Dans cet article, notre objectif est d’analyser cycle par cycle l’évolution relative des sections collabables grâce à un modèle simplifié des voies aériennes supérieures à deux éléments de section variable, séparés par les fosses nasales (narines et hypo-pharynx, Fig. 6) à partir de mesures pressions–débit effectuées sur le patient. Lors des mesures expérimentales en laboratoire du sommeil, nous disposons de deux capteurs de pression, l’un situé en Sn l’autre en Sh (Fig. 1). Le capteur Sv ne donne pas de mesures satisfaisantes (bruits).
La majeure partie des pertes de charges étant de type singulier, le carré de la section sera considéré comme proportionnel au rapport Q2/ΔP. Dans nos hypothèses simplificatrices, nous avons également négligé l’énergie cinétique aux lieux de mesure des pressions, où les sections sont nettement supérieures à celles des sites de collapsus. Pour la même raison, nous avons négligé la perte de charge dans les fosses nasales.
Avec ces hypothèses simplificatrices, nous pouvons écrire, pour chaque segment collabable :
Lorsque l’on compare le comportement des sections calculées par le modèle aux résistances mesurées, on observe une grande cohérence dans les variations (Fig. 7).

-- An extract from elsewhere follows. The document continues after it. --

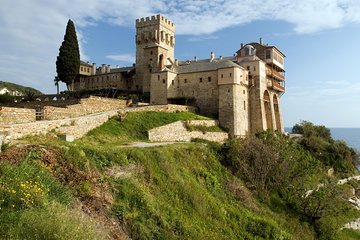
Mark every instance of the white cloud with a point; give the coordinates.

De plus, on observe une meilleure corrélation entre les sections nasales et hypo-pharyngées (Fig. 8) qu’entre les résistances (Fig. 3). Nous proposons donc un nouveau paramètre de détection des évènements (α = ΔP/Q2), qui varie comme l’inverse du carré de la section.
Enfin, nous présentons les résultats d’un calcul sur un cycle complet à l’éveil et au cours du stade III de sommeil pendant l’apparition d’une limitation de débit (Fig. 10). Ici encore, on observe une grande cohérence du modèle avec l’événement, c’est-à-dire que les sections sont plus grandes à l’éveil que pendant le sommeil ; l’écart relatif des sections inspiratoires et expiratoires est plus important pendant le sommeil qu’à l’éveil. Ceci traduit la diminution du tonus musculaire durant le sommeil.